My research is aimed at the personalization of preventative medicine, especially my ability to confidently administer it in the future. The idea is that if the genome can be mapped, then the potentially weak points in the genome can be identified. The genome is becoming more accessible, and the general process for accomplishing preventative medicine is to observe the pathogenesis of existing diseases, determine the points and tactics of attack on the genome, and design the appropriate enhancements and protectors. I believe that my role is in the design, hence my current research in protein modification. The next generation of medicine will be most effective if treatments are tailored to individuals, which requires the ability to modulate the specificity to elicit the appropriate responses under a variety of conditions.

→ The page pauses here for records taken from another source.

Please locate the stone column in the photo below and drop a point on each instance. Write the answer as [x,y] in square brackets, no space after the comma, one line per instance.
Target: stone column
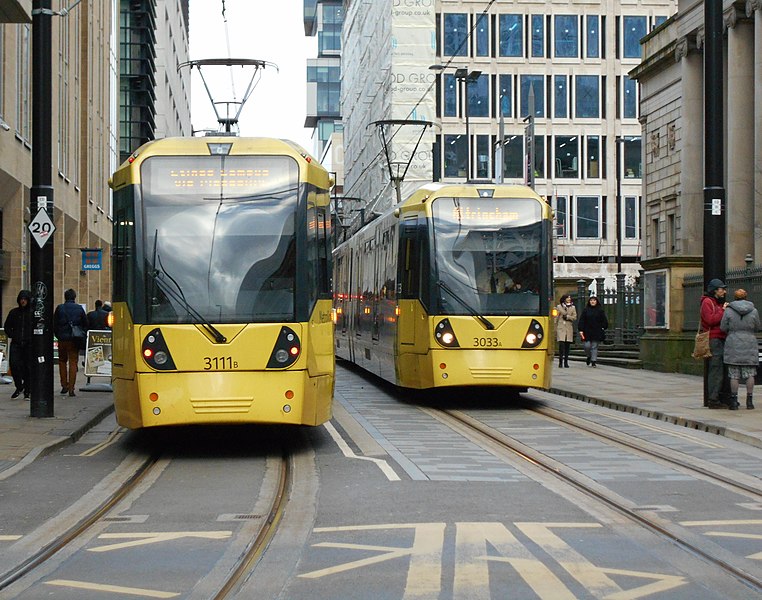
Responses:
[691,144]
[754,10]
[740,150]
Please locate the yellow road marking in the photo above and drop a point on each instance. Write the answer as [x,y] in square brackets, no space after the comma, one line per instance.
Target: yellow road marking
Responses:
[114,589]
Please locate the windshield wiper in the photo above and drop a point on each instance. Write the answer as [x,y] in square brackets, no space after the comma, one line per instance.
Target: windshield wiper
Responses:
[156,274]
[467,306]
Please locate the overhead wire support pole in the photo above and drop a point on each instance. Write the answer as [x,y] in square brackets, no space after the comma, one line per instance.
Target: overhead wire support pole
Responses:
[41,208]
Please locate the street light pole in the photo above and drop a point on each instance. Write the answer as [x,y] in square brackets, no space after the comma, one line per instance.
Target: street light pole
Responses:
[462,74]
[41,208]
[618,147]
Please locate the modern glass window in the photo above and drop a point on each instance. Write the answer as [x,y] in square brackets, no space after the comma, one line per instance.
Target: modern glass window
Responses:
[592,36]
[513,157]
[631,217]
[483,155]
[538,36]
[630,100]
[482,35]
[593,157]
[566,36]
[587,97]
[23,81]
[561,216]
[511,35]
[506,95]
[588,217]
[450,93]
[539,156]
[560,96]
[632,165]
[455,155]
[634,29]
[537,83]
[567,156]
[478,97]
[455,41]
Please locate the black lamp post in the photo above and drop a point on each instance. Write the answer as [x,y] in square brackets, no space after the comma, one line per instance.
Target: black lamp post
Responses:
[463,74]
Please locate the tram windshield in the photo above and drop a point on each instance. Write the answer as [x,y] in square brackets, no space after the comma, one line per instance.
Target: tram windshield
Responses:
[488,254]
[219,239]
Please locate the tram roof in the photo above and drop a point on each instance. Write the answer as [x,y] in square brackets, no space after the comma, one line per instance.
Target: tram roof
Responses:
[239,146]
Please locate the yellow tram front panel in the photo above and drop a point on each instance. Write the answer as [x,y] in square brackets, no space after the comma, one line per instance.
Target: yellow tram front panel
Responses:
[482,357]
[229,382]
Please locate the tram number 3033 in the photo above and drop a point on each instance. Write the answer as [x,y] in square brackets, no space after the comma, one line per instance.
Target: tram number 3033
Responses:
[219,363]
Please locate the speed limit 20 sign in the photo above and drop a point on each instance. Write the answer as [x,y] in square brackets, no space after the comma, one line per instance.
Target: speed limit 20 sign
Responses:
[41,227]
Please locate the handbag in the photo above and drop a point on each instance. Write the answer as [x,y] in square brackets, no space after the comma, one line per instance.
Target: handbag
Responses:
[701,346]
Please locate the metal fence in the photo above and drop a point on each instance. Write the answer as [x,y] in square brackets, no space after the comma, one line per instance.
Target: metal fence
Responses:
[749,278]
[623,306]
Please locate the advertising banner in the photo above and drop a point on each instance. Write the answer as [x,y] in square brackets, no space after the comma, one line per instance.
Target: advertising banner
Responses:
[98,354]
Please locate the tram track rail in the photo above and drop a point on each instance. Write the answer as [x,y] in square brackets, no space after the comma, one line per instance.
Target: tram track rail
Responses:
[267,530]
[59,542]
[473,428]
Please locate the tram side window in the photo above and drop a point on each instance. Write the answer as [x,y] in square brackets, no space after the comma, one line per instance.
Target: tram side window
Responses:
[414,272]
[124,247]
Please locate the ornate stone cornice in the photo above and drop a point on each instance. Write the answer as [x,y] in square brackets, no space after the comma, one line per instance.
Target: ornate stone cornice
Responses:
[730,17]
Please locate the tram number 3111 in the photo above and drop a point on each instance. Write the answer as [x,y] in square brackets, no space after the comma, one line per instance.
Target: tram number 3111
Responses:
[218,363]
[486,343]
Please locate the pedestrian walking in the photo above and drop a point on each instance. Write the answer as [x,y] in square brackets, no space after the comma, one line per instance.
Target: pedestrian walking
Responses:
[740,322]
[19,326]
[712,309]
[567,314]
[69,322]
[593,324]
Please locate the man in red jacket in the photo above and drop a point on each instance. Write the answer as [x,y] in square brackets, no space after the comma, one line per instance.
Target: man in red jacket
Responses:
[712,308]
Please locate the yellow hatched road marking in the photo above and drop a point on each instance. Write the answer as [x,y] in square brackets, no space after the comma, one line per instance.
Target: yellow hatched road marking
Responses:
[141,539]
[472,558]
[114,589]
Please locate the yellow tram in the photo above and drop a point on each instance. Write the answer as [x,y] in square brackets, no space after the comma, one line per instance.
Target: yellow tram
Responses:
[221,284]
[451,287]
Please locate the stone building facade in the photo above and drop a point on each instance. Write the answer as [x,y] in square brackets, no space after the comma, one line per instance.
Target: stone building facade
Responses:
[671,78]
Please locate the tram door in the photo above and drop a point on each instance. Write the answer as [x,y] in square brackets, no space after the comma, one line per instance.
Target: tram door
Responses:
[408,281]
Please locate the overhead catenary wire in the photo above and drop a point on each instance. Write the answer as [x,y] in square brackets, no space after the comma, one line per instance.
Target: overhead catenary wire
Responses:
[449,61]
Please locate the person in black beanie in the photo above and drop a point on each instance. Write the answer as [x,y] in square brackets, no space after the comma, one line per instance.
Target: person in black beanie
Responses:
[19,326]
[593,324]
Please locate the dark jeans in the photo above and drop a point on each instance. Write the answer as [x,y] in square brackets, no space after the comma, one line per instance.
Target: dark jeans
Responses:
[20,362]
[715,372]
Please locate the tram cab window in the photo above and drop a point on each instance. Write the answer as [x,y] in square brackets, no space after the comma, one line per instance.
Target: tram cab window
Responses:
[488,255]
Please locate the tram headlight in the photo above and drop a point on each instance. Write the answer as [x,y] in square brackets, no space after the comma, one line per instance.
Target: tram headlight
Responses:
[156,353]
[534,335]
[444,334]
[286,350]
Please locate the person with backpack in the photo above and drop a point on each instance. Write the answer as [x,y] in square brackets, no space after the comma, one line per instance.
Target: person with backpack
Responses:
[70,327]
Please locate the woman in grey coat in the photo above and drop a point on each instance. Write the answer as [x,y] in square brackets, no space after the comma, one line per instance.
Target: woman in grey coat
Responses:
[741,322]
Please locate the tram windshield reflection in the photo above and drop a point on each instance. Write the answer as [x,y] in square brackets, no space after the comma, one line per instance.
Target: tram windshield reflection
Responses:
[219,232]
[488,252]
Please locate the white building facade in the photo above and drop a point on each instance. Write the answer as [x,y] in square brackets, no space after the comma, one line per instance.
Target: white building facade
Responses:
[574,56]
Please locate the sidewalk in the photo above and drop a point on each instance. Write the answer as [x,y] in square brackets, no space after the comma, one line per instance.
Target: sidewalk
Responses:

Actually, mesothelioma is relatively rare compared to other cancers, occurring at a frequency of approximately 2000 patients or less per year. Other than the cause, there is little known about its pathogenesis, and without knowing the pathogenesis it is difficult to treat chemically; in general, mesothelioma is difficult to treat merely due to its proximately to vital systems. There are researches and institutions that have been doing the legwork and seeking out the funds in order to facilitate the investigation for treating the underrepresented cancer. Often is it is said that people have to die for something to get fixed. In fact, this will be the number one issue facing the implementation of preventative medicine – the biggest question will be “if people are not dying, why do we need it?” The thing that I admire most about James O’Connor is that he valued life and he valued his love ones. He did not wait snuff him out, but instead he was proactive. And so if we want preventative and presymptomatic medicines, they need to be cheap, accessible, and easy to use. And we need to get into the mindset that it shouldn’t cost lives for us to be proactive. This is the meaning of O’Connor’s last stand.

Normally, inscribed on a tombstone is a person’s epitaph, the last thing that anyone will read about a person. But I hope that an ode – an ode to life, to personalized medicine, and faith that cancer will be obliterated – is written on James Rhio O’Connor’s tombstone. It would be more appropriate since cancer fighters and survivors will be inspired by his legacy well into the future.

References

1.    America Cancer Society [Internet]. Cancer facts & figures 2008. Atlanta (GA). American Cancer Society. 70 p.
2.    Cornett PA, Dea, TO. Current medical diagnosis & treatment [Internet]. 49th ed. Chapter 39. New York (NY). The McGraw-Hill Companies, Inc.; 2010. Cancer, Mesothelioma; [cited 5 January 2010]; 77p. Available from: STAT!Ref Online Electronic Medical Library. 
3.    Kleinsmith LJ. Principles of cancer biology. San Francisco: Pearson / Benjamin Cummings; 2006. 312 p.